Leading cosmological theories suggest that galaxies are cocooned within gigantic, wispy filaments of gas. This “cosmic web” of gas-filled nebulas stretches between large, spacious voids that are tens of millions of light years wide. Like spiders, galaxies mostly appear to lie within the intersections of the long-sought webs.
In observations spied through one of the most powerful telescopes in the world, the 33-foot (10-meter) Keck I Telescope in Hawaii, astronomers led by Sebastiano Cantalupo of the University of California, Santa Cruz, now report that they have detected a very large, luminous filament of gas extending about 2 million light-years across intergalactic space, exactly as predicted by theory.
Essentially, the filament reported in the January 19 Nature represents one of the strands of the cosmic web that holds together the galaxy-rich universe. Astronomers hope to understand both the structure of the universe and the development of galaxies such as our own Milky Way by unraveling the secrets of the cosmic web.

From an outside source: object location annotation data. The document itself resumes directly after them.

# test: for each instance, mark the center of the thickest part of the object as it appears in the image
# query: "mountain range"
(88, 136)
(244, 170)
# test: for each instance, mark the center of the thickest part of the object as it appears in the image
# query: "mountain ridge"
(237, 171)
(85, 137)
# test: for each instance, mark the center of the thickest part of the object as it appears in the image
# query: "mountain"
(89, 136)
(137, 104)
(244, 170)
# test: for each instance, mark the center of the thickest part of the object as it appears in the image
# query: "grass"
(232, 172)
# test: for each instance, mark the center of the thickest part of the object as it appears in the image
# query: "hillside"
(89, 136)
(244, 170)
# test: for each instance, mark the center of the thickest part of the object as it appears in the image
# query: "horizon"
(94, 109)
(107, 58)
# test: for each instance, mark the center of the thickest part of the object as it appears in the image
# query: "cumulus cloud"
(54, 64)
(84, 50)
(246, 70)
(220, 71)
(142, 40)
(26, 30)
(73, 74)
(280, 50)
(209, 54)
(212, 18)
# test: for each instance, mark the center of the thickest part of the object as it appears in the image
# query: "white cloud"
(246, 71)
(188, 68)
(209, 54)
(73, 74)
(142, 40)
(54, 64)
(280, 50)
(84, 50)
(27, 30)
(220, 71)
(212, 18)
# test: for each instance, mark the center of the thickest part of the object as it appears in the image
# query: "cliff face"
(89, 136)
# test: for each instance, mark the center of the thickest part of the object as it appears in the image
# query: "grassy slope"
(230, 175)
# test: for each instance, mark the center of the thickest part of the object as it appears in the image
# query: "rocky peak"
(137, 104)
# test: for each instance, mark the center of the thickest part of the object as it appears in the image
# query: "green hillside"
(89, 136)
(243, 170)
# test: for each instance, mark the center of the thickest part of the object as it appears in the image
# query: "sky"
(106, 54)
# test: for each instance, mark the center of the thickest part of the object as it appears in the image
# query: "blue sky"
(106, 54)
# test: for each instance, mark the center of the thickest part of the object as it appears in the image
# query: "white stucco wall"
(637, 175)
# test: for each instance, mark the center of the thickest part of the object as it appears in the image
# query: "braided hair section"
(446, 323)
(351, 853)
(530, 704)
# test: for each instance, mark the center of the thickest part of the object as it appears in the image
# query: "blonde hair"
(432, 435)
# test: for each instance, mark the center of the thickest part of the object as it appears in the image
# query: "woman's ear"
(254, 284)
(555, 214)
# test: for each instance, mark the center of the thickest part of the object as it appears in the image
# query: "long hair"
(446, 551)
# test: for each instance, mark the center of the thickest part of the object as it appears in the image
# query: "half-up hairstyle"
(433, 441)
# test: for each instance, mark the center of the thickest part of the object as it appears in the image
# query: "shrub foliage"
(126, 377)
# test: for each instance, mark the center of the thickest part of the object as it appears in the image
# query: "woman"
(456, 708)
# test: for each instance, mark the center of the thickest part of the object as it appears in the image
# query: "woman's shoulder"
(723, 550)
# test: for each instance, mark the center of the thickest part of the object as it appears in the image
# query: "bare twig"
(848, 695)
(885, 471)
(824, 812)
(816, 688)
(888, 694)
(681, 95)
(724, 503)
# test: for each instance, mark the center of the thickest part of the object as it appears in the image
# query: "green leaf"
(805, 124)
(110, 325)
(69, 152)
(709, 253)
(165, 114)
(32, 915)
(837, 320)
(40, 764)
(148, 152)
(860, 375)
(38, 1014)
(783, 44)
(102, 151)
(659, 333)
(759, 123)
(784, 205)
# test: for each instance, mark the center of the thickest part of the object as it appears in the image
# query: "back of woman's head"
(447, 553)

The discovery came thanks to intense radiation bellowing out of a quasar (a hyper-active galaxy) dubbed UM287, 10 billion light years from Earth. The quasar illuminated the neighboring gas filament, revealing its presence with a glow that resembled a cosmic florescent sign.
“This is a very exceptional object: it’s huge, at least twice as large as any nebula detected before, and it extends well beyond the galactic environment of the quasar,” said Cantalupo, in a statement.
“The light from the quasar is like a flashlight beam, and in this case we were lucky that the flashlight is pointing toward the nebula and making the gas glow. We think this is part of a filament that may be even more extended than this, but we only see the part of the filament that is illuminated by the beamed emission from the quasar.”